Russian officials are preparing to allow cryptocurrency mining in excess energy areas, but it should not be allowed in the ones that suffer from deficits. Recently, a crypto industry expert identified which regions Moscow would allow the mining of cryptocurrency and where it might ban this activity.
Expert lists Russian regions most suitable for crypto mining and those expecting ban
Recently, the Central Bank of Russia (MOF) and Ministry of Finance agreed to legislation that would regulate cryptocurrency mining. This law should be passed by the end of the year. It is believed that only those parts of the country with the ability to produce electricity more than their needs should allow industrial activity.
Anatoly Aksakov (chairman of the Financial Market Committee in Parliament) also stated that energy-intensive processes should not be allowed to take place in areas with power scarcity.

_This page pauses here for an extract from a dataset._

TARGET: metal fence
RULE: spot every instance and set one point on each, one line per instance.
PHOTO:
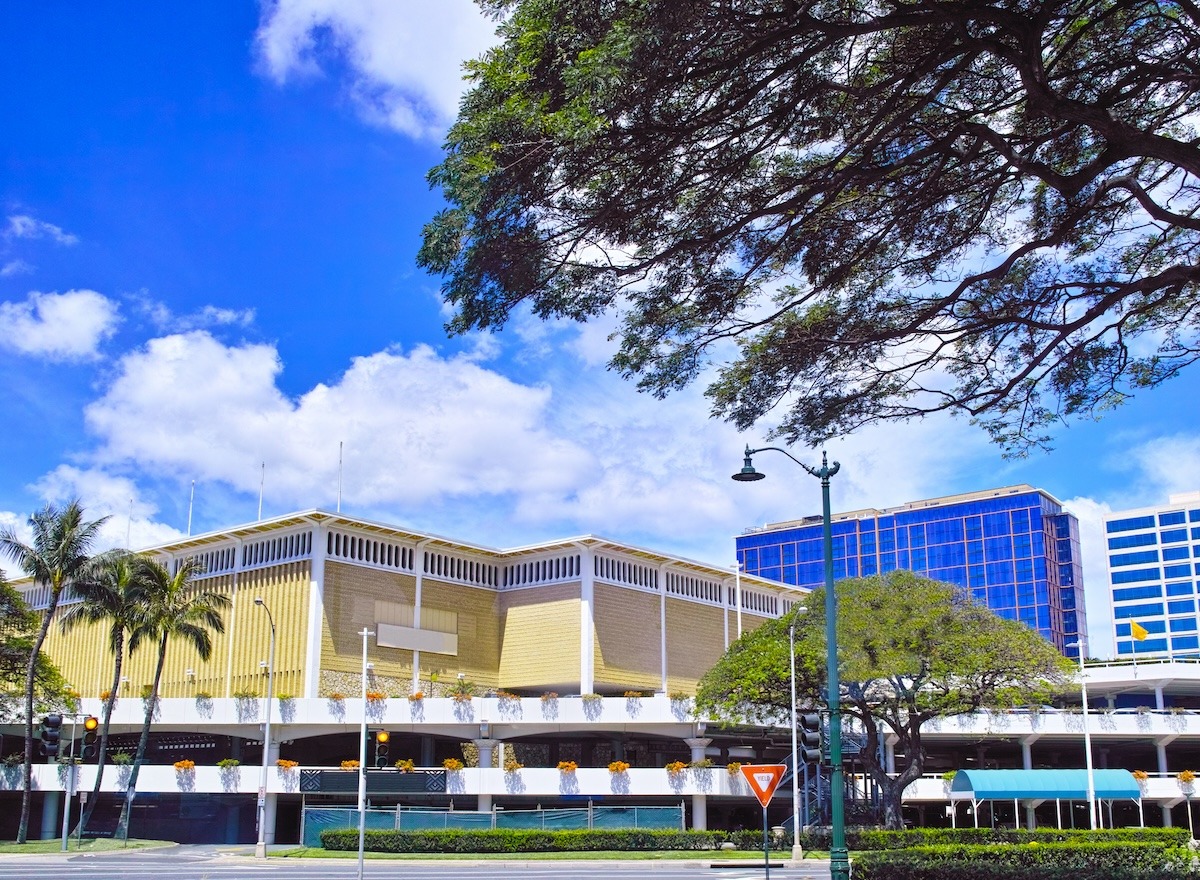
(318, 819)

In a statement, the deputy promised that the relevant bill would soon be filed at the State Duma. He also requested simultaneous regulation for mining and cryptocurrency.
It isn’t new to suggest that digital coins can only be authorized in areas with an ongoing surplus of electricity generation. A proposal in the same direction was made by the Russian Ministry of Economic Development in February, when the department also suggested introducing “acceptable” electricity rates for miners.
Roman Nekrasov co-founder of ENCRY Foundation which represents IT businesses providing services in tech innovation and blockchain, shared his views with RBC Crypto on the most likely Russian areas to allow crypto mining operations. He listed the areas where miners are unlikely to be welcomed.
He said that mining will be allowed in areas with both hydroelectric and nuclear power stations. These regions have already been home to cryptocurrency farms for many years. Irkutsk Oblast is one of these, while Krasnoyarsk Krai has many nuclear power plants.
Nekrasov stated that the minting and circulation of digital currency will likely be prohibited in Moscow, the Moscow Oblast and Belgorod Oblast. These areas have been historically energy-deficient. Nekrasov also said that he expects Dagestan’s crackdown on illegal mines to increase. In Russia, there is also insufficient electricity. This has led to mining becoming a highly lucrative source of income for high unemployment.
Expert in crypto-industry believes that Russian authorities might allow Karelia to extract cryptocurrencies. Roman Nekrasov said that it could be done under specific conditions. For example, the government might require mining firms to provide financial support for small hydropower plants. In a study published earlier in the year, Karelia was ranked amongst Russia’s most popular crypto-mining destinations.